1. Révolte à Gand. — Marie de Hongrie, sœur de Charle-Quint, était devenue gouvernante des Pays-Ras, à la mort de Marguerite d’Autriche, en 1530. Lors de la troisième guerre avec la France, elle demanda des subsides, que les Gantois seuls refusèrent, en alléguant le mauvais état de leurs finances. Ils offraient d’ailleurs, suivant l’ancienne coutume, un contingent de milices pour la défense du pays. La gouvernante s’opposant à cet arrangement, la ville en appela à l’empereur lui-même. Celui-ci fit déférer l’affaire an Grand Conseil de Malines, qui donna tord aux Gantois. Alors, des troubles agitèrent la cité. La haute bourgeoisie voulait s’incliner devant l’arrêt du Grand Conseil ; mais les petites gens des métiers s’y refusèrent. Ces creissers ou braillards en arrivèrent à de déplorables excès : ils se saisirent de plusieurs magistrats, et le grand doyen Liévin Piin, bien qu’âgé de 75 ans, fut cruellement torturé, puis décapité. L’empereur s’empressa d’accourir de l’Espagne, et, sur l’invitation pressante de François Ier, il traversa la France et s’arrêta sept jours à Paris, où de grandes fêtes furent célébrées en son honneur. De nobles seigneurs français engageaient vivement le roi à violer sa parole, et à retenir Charles-Quint prisonnier. — L’empereur est plus fou que moi ! s’écriait de son côté le fameux Triboulet, bouffon du roi. — Et si je le laisse passer que diras-tu ? lui demande François Ier. — À la place de son nom, je mettrai le vôtre ! répond le fou. Le roi cependant fut loyal, et Charles arriva à Bruxelles, d’où il se diriggea sur Gand avec 10.000 hommes.

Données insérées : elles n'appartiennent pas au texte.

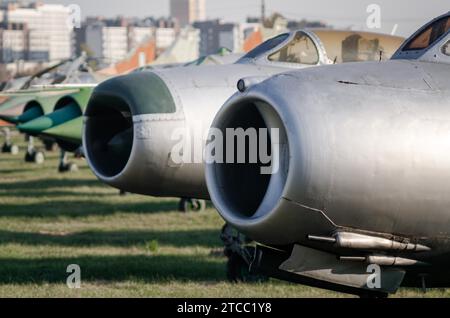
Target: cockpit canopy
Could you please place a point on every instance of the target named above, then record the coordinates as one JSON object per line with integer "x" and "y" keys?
{"x": 431, "y": 43}
{"x": 322, "y": 46}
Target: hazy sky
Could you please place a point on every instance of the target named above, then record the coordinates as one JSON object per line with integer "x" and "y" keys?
{"x": 408, "y": 14}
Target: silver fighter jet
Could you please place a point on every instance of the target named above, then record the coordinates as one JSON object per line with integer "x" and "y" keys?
{"x": 134, "y": 123}
{"x": 360, "y": 201}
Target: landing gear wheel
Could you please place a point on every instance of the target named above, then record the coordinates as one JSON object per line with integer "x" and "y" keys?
{"x": 238, "y": 270}
{"x": 35, "y": 156}
{"x": 49, "y": 145}
{"x": 240, "y": 254}
{"x": 10, "y": 148}
{"x": 68, "y": 167}
{"x": 191, "y": 205}
{"x": 14, "y": 150}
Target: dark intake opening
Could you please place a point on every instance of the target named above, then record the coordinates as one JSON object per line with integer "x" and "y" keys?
{"x": 244, "y": 185}
{"x": 109, "y": 134}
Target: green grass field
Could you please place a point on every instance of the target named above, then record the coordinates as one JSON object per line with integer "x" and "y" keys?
{"x": 130, "y": 246}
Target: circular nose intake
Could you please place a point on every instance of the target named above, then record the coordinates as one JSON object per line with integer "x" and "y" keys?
{"x": 108, "y": 135}
{"x": 245, "y": 192}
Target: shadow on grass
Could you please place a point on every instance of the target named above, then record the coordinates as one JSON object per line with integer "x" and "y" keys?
{"x": 156, "y": 268}
{"x": 14, "y": 171}
{"x": 205, "y": 238}
{"x": 83, "y": 208}
{"x": 43, "y": 184}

La ville ne se défendit pas. L’empereur y entra « le glaive d’une main et l’épée de l’autre ». Aussitôt il rassembla le conseil de la Toison d’or, pour délibérer sur le sort de la cité rebelle. Le duc d’Albe, dit-on, opina pour une destruction complète, mais Charles-Quint le conduisit sur le haut du beffroi et, lui montrant de là cette ville superbe et glorieuse : « Combien faudrait-il de peaux d’Espagne, dit-il, pour faire un Gand comme celui-ci ? La sentence de l’empereur fut dure néanmoins : seize bourgeois périrent par la hache ; les chartes de la ville furent anéanties et remplacées par une constitution nouvelle, la Caroline, qui restreignait considérablement ses privilèges ; enfin l’empereur frappa la ville d’une amende de 150.000 florins, qui servit à l’érection d’une citadelle. Il en posa solennellement, la première pierre avant son départ, sur l’emplacement de l’ancienne abbaye de Saint Bavon. — Ce fut le dernier épisode du long combat livré aux libertés communales, par le pouvoir despotique désormais triomphant.

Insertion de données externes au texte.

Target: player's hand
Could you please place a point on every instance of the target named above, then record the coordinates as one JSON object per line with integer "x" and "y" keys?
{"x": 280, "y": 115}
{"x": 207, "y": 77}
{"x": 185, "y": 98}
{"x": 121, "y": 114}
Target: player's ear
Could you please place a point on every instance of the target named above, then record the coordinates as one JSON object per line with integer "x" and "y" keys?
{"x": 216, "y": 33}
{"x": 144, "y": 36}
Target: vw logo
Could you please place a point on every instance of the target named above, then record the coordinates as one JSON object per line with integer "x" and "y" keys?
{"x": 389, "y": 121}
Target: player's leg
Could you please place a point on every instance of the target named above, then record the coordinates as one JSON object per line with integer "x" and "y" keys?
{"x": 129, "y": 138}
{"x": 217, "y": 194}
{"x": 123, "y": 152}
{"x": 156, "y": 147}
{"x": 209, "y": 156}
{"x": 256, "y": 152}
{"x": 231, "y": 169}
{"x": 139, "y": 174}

1. Révolte à Gand. — La gouvernante des Pays-Bas, Marie de Hongrie, avait demandé en 1536 un lourd subside pour la troisième guerre avec la France. Les Gantois en refusèrent le payement, mais ils offrirent toutefois un contingent de milice pour la défense du pays. La gouvernante ayant rejeté leur proposition des troubles sanglants se produisirent dans la ville. Charles-Quint arriva aussitôt d’Espagne par Paris, et se rendit à Gand, où il entra sans lutte, « l’épée d’une main et le glaive de l’autre ». Il restreignit les privilèges de la ville : une amende de 150.000 florins servit à l’érection d’une citadelle, et seize bourgeois périrent par la hache.

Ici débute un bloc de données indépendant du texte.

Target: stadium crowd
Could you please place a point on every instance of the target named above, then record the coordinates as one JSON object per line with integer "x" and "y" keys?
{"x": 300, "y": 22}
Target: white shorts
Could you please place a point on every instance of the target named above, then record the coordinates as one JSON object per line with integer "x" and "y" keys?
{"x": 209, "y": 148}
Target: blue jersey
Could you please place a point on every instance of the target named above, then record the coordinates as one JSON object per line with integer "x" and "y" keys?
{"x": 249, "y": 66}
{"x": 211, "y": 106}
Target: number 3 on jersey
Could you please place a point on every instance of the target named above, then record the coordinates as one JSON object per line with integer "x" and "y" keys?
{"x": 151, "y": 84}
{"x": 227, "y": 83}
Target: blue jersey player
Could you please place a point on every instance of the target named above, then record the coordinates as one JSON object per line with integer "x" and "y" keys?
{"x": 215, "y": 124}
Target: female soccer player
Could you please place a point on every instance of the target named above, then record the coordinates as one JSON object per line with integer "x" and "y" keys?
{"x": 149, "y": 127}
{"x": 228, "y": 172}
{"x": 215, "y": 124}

2. Lutte contre les protestants. — En 1518, le moine allemand Martin Luther, professeur à l’université de Wittenberg, émit des propositions contraires aux dogmes de l’Église catholique. Ce hardi novateur niait la valeur des indulgences, et déclarait qu’il fallait supprimer la confession, la messe et les vœux monastiques. Ses idées, répandues partout grâce à l’imprimerie, trouvèrent de nombreux partisans, et bientôt l’Allemagne presque entière les adopta. Le pape Léon X excommunia Luther, en 1520, mais celui-ci brûla solennellement la bulle pontificale sur la place publique de Wittenberg.

Cependant l’empereur voulait maintenir l’unité religieuse dans ses États, car il craignait que ceux qui se soulevaient contre l’autorité de l’église, ne devinssent aussi rebelles à son pouvoir. C’est pourquoi à la diète[4] de Worms, en 1521, Luther fut mis au ban de l’empire[5], et l’empereur publia des édits d’une sévérité extrême contre les partisans de la religion nouvelle. Ces placards, qui devinrent de plus en plus rigoureux, portaient la peine de mort contre les coupables : les hommes devaient périr par le glaive ou par le feu, et les femmes être enterrées vives. Le redoutable tribunal de l’Inquisition recherchait les hérétiques et instruisait leur procès. Les dénonciateurs n’étaient pas connus, ils recevaient une partie des biens des condamnés. Un historien affirme que, sous Charles-Quint, ce tribunal envoya 50.000 personnes au supplice dans les Pays-Bas.

Mais en Allemagne, les placards ne purent être appliqués : les réformés ou protestants[6] avaient constitué la puissante ligue de Smalkalde, tandis que l’empereur devait combattre pendant vingt ans les Français et les Turcs. Après la paix de Crespy, en 1544, Charles-Quint fit secrètement des préparatifs formidables pour soumettre les luthériens. Ceux-ci levèrent aussitôt quatre vingt mille hommes. Néanmoins l’empereur les vainquit à Mühlberg, en 1547. Mais ensuite, grâce à la trahison de Maurice de Saxe, grâce à l’appui de Henri II, successeur de François Ier, les réformés contraignirent l’empereur à leur concéder la liberté religieuse par la Transaction de Passau, en 1552. Pendant ce temps la religion nouvelle, plus ou moins modifiée, avait gagné la Suisse, la Scandinavie, le Danemark et l’Angleterre. Tous ces pays refusèrent désormais de reconnaître l’autorité du pape. Cette fameuse révolution religieuse s’appelle la Réforme.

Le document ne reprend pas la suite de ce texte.